NATURE 2024 2024 JUN 19; ?(?):?
Locating sound sources such as prey or predators is critical for survival in many vertebrates. Terrestrial vertebrates locate sources by measuring the time delay and intensity difference of sound pressure at each ear 1-5 . Underwater, however, the physics of sound makes interaural cues very small, suggesting that directional hearing in fish should be nearly impossible 6 . Yet, directional hearing has been confirmed behaviourally, although the mechanisms have remained unknown for decades.

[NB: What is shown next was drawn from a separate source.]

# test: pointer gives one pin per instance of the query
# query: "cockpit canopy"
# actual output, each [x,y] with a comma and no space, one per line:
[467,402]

Several hypotheses have been proposed to explain this remarkable ability, including the possibility that fish evolved an extreme sensitivity to minute interaural differences or that fish might compare sound pressure with particle motion signals 7,8 . However, experimental challenges have long hindered a definitive explanation. Here we empirically test these models in the transparent teleost Danionella cerebrum, one of the smallest vertebrates 9,10 . By selectively controlling pressure and particle motion, we dissect the sensory algorithm underlying directional acoustic startles. We find that both cues are indispensable for this behaviour and that their relative phase controls its direction. Using micro-computed tomography and optical vibrometry, we further show that D. cerebrum has the sensory structures to implement this mechanism. D. cerebrum shares these structures with more than 15% of living vertebrate species, suggesting a widespread mechanism for inferring sound direction. A study demonstrates that the fish Danionella cerebrum is able to discriminate the direction of sound by comparing the relative phase of pressure and particle motion.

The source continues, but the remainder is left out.